If the values in your table are the first eigenvector, then these are the values that are also visualized on the colored tree produced by the command, as seen in the tree figure here. The left hand tree is the first component, and the right hand one the second component. As you can see, in the first tree, there is a path down to the clade that is most responsible for this PCA component, but in that figure, it splits into two sub-paths.

So, with respect to your analysis, it depends a bit on what you want to do there. If your values really stay (roughly) the same all the way down to an outer edge, then that indicates that abundance differences outwards of that particular edge explain a lot of variance. However, you might also encounter cases where the signal is spread out a bit more across a clade - depending on what you want to achieve, you might need to take care of that. For example, in the figure linked about, this splitting into two sub-paths towards the outer part of the tree indicates that there are two taxa whose abundance differences are driving this PCA component, instead of just one.

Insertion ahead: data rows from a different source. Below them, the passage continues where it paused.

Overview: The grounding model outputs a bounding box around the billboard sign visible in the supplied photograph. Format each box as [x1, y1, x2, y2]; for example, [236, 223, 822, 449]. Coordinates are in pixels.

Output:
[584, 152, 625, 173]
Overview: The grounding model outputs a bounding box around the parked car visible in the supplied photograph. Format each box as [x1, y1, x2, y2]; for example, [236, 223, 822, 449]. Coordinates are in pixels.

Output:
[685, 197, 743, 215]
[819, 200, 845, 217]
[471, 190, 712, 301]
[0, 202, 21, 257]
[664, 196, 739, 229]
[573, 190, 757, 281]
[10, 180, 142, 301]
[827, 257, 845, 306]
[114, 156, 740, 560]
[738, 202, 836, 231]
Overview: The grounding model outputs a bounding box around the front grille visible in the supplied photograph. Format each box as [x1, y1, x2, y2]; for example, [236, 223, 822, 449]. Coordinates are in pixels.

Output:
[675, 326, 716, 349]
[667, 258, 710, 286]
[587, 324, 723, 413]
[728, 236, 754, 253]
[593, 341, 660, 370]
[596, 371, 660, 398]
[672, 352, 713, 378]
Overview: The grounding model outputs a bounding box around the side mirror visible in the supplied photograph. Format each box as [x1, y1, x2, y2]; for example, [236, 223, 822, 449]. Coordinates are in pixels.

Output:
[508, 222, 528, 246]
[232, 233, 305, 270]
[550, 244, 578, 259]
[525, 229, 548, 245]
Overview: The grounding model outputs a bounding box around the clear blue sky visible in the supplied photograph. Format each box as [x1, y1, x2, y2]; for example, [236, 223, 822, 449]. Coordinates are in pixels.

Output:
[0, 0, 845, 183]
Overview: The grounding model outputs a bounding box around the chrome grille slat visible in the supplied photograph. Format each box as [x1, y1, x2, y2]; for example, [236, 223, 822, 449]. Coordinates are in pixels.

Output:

To deal with this, for example, in Placement-Factorization, we pick a "winning" edge - the one with the highest value (computed with a GLM in that case, but similar argument). That could be an outer edge, or more inwards in the tree - in which case it would describe a whole clade.

So, in short, it depends on what you want to do here. If you want some form of taxonomic assignment, using the edge with the highest value in its first eigenvector (the "winning" one in Placement-Factorization terminology), and going with the highest level taxonomic label that the edge corresponds to (using the consensus of all leaf edge taxonomic labels of that clade) might be a good approach.

Basically, the methods I was talking about work with OTU-table matrices, and afterwards perform calculations of balances, imbalances and similar approaches. They are therefore working with node-values, since the OTU would be the tip in the phylogenetic trees. I think this is one of the main differences.

Ah okay, thanks for the explanation. Yeah, I see the point, but then again, it does not make much of a difference, does it? There is a 1-to-1 correspondence between nodes and edges, where each node has an edge leading towards the root, so this data can be interpreted and used in the same way. Like - we could assign all edge masses of the placements to the node outwards from that edge, and would end up with data that can be used with node-based methods. Maybe that's useful in your case ;-)

... in which you try to disentangle which branches are differentiated over a parameter of interest, constraining the analysis to that.

Ah okay. I don't think that "constraining" is the word that best fits here (but I'm not a mathematician, so take it with a grain of salt). Using such explanatory variables is not constraining your analysis - it's seeing how much of the variance in your data can be explained by variance in those meta-data. But yes, this is disentangling the data, or in some sense, controlling for external factors.

Rather than accumulating over multiple files, I was referring to the accumulation of LWR for each specific placements. I am performing this before performing the edgePCA, and I wonder if thats necessary. I think it is not, but I wanted confirmation :)

Oh interesting. What is the reason that you perform the accumulation first? It of course depends on what you want to do there exactly. But without any more context, I'd advise against this, because you are losing information. By accumulating masses towards the inner branches, you lose detail on the outer ones.

I am working with Daniel Richter :)

Haha niiiice, say hi!

Hope that helps, cheers, and so long Lucas

lczech commented 11 months ago

Hey @adriaaula,

I assume closing the issue means you figured out a way? Curious to see what you came up with! If you want, let me know what you did there :-)

Cheers Lucas

adriaaula commented 11 months ago

Hi!

No, I didn't solve it. Given that I will be working with clades of interest, I continued without trying to work with one single edgePCA applied to 100s of components, but rather multiple edgePCAs applied to each different clade. Maybe the best option is the first one though, but since I want to compare patterns between genes at different taxonomic ranks this felt more intuitive for me.